Um juiz federal de Santos decidiu que Neymar terá que pagar
uma multa aplicada para contribuintes que cometeram sonegação, fraude e
conluio, de acordo com a lei. Publicada na última segunda-feira (31 de
outubro), a decisão, por outro lado, diminuiu o valor que Neymar deve à Receita
Federal, já que a Justiça concordou com alguns de seus argumentos e o autorizou
a abater do valor devido no Brasil impostos já pagos na Espanha.

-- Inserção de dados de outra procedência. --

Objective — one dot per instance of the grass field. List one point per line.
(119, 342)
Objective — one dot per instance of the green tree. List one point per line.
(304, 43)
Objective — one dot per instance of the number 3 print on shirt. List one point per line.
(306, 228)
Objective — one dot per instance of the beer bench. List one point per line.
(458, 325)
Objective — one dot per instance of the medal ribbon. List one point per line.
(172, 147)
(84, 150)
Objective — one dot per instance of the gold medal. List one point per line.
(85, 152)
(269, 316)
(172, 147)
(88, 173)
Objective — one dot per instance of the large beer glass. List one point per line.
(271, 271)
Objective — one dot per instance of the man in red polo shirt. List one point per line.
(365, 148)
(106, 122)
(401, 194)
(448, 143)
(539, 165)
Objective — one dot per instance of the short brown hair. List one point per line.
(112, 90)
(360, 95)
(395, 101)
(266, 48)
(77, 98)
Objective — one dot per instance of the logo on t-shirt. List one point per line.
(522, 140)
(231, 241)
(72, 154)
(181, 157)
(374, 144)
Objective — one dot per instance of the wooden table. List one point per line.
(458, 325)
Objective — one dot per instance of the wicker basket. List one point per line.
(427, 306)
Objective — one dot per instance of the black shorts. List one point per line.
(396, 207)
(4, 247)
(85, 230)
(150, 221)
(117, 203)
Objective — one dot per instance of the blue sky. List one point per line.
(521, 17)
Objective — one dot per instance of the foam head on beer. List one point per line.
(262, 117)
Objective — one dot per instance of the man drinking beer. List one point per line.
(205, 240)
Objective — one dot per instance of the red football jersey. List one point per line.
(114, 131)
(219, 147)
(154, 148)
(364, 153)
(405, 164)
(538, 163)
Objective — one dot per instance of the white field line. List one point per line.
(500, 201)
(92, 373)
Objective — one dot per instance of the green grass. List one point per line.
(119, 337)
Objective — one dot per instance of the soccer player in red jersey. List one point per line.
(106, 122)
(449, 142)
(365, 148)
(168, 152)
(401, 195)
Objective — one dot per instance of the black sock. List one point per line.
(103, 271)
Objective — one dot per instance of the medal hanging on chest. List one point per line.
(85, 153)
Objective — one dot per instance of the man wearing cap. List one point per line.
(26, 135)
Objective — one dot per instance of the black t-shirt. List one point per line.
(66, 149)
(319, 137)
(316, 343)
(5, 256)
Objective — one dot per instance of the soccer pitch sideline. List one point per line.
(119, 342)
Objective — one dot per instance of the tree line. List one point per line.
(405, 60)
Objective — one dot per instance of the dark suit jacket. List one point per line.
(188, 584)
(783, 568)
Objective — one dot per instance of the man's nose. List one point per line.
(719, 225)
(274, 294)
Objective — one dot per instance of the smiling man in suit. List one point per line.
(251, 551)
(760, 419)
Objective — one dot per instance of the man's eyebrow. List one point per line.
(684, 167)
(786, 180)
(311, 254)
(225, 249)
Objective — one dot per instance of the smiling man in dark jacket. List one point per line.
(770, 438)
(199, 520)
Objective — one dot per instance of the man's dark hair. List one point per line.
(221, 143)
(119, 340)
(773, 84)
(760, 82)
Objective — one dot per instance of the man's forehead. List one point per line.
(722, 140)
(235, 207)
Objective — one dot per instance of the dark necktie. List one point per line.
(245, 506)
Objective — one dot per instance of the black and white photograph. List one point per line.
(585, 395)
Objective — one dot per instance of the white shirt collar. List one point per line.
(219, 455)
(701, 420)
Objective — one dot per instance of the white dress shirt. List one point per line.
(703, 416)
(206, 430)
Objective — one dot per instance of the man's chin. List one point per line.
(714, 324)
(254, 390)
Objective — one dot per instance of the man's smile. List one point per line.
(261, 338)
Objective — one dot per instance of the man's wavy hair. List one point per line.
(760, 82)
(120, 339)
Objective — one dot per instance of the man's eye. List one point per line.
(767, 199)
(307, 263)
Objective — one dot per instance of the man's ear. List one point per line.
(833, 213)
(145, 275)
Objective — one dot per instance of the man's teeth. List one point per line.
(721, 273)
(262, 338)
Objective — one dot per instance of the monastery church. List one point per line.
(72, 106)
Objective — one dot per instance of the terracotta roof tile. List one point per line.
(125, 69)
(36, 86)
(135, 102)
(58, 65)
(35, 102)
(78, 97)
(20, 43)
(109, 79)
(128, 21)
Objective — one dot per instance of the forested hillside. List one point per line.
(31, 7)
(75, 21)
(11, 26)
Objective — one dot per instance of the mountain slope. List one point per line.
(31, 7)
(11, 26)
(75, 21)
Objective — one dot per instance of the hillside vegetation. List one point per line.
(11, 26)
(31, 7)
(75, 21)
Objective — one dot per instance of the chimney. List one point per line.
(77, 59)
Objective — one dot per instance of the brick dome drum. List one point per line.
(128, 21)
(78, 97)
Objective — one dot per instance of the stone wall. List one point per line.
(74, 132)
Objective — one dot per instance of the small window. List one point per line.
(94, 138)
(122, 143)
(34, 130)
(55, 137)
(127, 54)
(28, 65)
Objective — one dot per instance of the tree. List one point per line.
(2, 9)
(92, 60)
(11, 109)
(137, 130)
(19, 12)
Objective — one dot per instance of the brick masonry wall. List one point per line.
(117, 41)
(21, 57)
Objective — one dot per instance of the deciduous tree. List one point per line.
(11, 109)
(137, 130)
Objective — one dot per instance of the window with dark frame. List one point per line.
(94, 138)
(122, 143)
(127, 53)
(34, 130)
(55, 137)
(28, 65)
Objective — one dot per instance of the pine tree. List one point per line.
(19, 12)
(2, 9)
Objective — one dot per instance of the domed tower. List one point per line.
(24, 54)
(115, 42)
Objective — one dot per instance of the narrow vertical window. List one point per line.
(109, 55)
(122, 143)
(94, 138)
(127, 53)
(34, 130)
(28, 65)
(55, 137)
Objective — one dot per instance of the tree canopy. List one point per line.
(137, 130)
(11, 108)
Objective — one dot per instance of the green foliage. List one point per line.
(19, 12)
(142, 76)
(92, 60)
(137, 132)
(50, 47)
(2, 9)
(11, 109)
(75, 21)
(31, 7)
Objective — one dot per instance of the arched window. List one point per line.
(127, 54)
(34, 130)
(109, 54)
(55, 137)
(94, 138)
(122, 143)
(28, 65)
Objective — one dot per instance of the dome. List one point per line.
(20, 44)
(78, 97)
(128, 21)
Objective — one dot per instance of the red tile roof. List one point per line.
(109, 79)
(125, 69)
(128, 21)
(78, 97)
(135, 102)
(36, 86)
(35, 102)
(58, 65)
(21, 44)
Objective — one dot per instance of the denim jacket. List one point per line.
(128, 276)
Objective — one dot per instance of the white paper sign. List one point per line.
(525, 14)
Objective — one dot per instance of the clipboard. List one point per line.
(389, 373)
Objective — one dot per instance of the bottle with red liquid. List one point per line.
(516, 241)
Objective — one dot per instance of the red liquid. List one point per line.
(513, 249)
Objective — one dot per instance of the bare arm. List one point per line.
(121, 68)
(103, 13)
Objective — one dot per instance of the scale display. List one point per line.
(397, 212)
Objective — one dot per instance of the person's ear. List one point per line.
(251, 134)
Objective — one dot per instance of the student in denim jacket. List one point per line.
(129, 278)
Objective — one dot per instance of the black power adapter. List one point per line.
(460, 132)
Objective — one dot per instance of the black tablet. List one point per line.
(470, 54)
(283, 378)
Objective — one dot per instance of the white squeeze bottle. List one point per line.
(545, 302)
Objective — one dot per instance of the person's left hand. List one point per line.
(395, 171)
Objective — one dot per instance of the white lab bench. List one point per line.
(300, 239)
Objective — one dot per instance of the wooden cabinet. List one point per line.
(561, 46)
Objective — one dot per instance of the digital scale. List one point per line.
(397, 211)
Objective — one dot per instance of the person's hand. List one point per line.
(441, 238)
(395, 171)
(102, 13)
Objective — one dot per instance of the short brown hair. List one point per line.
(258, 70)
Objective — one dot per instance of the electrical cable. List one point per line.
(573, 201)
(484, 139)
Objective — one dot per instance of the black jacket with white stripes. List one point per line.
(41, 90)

O valor que o atacante do PSG e da seleção terá que pagar à
Receita ainda é desconhecido e será calculado ao final do processo, levando em
consideração uma série de fatores. A multa original, cobrada em 2015, era de
mais de R$ 188 milhões, mas uma série de decisões favoráveis ao jogador deve
diminuir bastante esse montante. Como a decisão é de primeira instância, ainda
cabe recurso, tanto de Neymar quanto da Procuradoria-Geral da Fazenda Nacional,
o órgão responsável por defender o Estado.

O processo foi movido por Neymar, seu pai (Neymar da Silva
Santos) e sua mãe (Nadine Gonçalves) e duas empresas da família, que questionavam
uma multa aplicada pela Receita por transações feitas entre 2011 e 2013, este
último o ano no qual Neymar se transferiu do Santos ao Barcelona. Segundo a
Receita, a família Neymar simulou negócios com o único objetivo de pagar menos
impostos. O juiz Decio Gabriel Gimenez, da 3ª Vara Federal de Santos,
concordou:

“O comportamento dos autores permite qualificar a
conduta praticada, visto que houve ajuste, livre e consciente, entre as pessoas
envolvidas, colidente com a boa-fé objetiva, com vistas a qualificar um
acréscimo patrimonial como indenização, por meio da utilização de multa
contratual, com vistas a evitar a imposição fiscal e a responsabilização
tributária do atleta”, escreveu o magistrado.

Na prática, o juiz admitiu que a Receita poderá cobrar uma
multa de 150% sobre o valor do imposto devido. Essa multa é aplicada para casos
de “sonegação, fraude e conluio”, segundo a lei 4.502, de 1964.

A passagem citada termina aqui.